A conversa começa pela régua que dá para aplicar em casa: comer normal é o que preserva o bem-estar físico, emocional e social. Quando a comida passa a limitar a vida — deixar de ir ao casamento da irmã, estudar o cardápio antes de sair, sentir culpa depois de um pão — alguma coisa saiu do lugar.
A partir daí entram a compulsão alimentar (70% dos casos), a anorexia chegando aos 11 e 12 anos, a bulimia, o TARE e a ortorexia; a relação com TDAH e TEA; o que a neuroimagem mostra no cérebro de quem tem compulsão; e por que a anorexia é o transtorno de maior mortalidade da psiquiatria.

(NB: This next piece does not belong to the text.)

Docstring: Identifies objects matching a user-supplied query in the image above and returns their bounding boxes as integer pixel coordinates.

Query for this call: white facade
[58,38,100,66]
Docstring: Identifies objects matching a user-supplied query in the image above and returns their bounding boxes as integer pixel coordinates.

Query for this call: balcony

Também entra o assunto do momento: canetas emagrecedoras usadas sem acompanhamento, o manipulado comprado em outro país porque sai mais barato, o jejum por conta própria e o rebote que vem depois.
E no fim, a mensagem para quem está do lado — marido, pai, mãe, esposa: não é falta de força de vontade, é sintoma. E sintoma se leva a um profissional.